Wednesday, September 2, 2015

Gilder-Lehrman Online Course on Colonial North America: Week One

The first day of class is in the books.  As some of you know, I agreed to teach an online graduate course this semester for the Gilder-Lehrman Institute of American History.  The course, "Colonial North America," began last night.  Those who follow the Virtual Office Hours (which will be coming back soon) know that I have been on camera before, but I have never taught an online course before.

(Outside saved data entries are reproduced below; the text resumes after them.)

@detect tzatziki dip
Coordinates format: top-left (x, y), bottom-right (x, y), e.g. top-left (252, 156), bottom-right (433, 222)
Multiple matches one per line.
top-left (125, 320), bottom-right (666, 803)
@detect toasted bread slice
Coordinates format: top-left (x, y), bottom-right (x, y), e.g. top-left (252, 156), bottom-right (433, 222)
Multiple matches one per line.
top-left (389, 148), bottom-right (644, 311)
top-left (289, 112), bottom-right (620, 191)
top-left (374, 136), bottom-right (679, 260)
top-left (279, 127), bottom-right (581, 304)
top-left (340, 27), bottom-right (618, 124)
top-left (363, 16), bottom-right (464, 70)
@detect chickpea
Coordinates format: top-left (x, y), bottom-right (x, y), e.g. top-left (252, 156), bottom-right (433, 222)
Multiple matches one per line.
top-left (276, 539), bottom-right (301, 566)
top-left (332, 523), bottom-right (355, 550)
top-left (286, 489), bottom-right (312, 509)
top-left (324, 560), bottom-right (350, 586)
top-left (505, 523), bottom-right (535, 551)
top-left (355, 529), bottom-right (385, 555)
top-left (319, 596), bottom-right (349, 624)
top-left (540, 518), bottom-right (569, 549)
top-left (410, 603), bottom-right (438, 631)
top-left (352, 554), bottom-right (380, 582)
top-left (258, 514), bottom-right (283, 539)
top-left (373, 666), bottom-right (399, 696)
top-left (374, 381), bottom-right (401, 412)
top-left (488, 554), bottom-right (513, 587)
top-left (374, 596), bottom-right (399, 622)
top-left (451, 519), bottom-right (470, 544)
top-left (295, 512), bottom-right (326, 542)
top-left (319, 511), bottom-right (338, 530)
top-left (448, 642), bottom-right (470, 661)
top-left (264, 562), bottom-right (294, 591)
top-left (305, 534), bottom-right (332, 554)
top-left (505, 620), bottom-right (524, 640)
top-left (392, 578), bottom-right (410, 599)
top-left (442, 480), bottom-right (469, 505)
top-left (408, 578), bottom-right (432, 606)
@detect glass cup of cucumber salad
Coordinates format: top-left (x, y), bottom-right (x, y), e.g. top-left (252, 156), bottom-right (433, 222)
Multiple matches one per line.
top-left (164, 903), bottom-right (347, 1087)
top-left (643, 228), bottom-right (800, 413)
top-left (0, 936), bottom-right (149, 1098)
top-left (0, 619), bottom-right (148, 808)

Fortunately, Lance Warren and Hannah Ayers were there to coach me through it!

The course got off to a bit of an inauspicious start when the Internet in my office cut out unexpectedly about five minutes into the class.  This prompted at least one member of the class to turn to Twitter:




Lance and Hannah quickly moved us from Ethernet to WiFi and we were back in business.  It turns out that I was responsible for the glitch.  Unaware that the Ethernet was running through the phone on my desk, I unplugged the phone cable.  My intentions were good.  I wanted to make sure that the phone wouldn't ring during the session.  In doing so, I brought the course to an embarrassing, albeit momentary, halt.   For those students who are reading this, I am truly sorry.  I don't think it will happen again.

We spent most of our time "together" last night discussing the format of the papers that the students will be writing each week, talking about the limitations of a "Whig" approach to studying the colonies, and examining some of the economic and religious motivations for settlement.  In addition to my lectures, the students (most of them are K-12 teachers) are reading Alan Taylor's American Colonies and a host of primary sources.  In preparation for last night's course they read documents by Columbus, Cartier, Hakluyt, and others.

It took some time for me to adjust to the online format.  For example, it is hard for me to sit still when I am teaching.  I need to move around the room and wave my arms.  As I looked back at the video of the session I am constantly bobbing and weaving in my seat.  I need to get used to being "stuck" in the camera frame.

Perhaps the biggest adjustment for me was the lack of immediate feedback from the class.  I am used to asking a lot questions--sometimes in rapid-fire style--when I teach.  This is not easy when you need to wait thirty seconds or more for answers.  Lance did a great job feeding me the questions as they came onto his computer screen, but it was still a bit strange for me.

Finally, online teaching makes it impossible to take the temperature (so to speak) of the class.  I can't see their faces.  I can't tell if they are connecting with what I am saying.  I don't see the head nods or looks of concern when they don't understand something.  I will have to get used to it.

As I come to the end of this post I realize that I sound rather negative about the experience.  Actually, I had fun doing this.  It is not the same as teaching in a face-to-face classroom, but I don't think anyone taking the course is expecting that kind of experience.  I am sure I will feel more comfortable in my virtual classroom as the semester goes on.  I think we got off to a good start last night.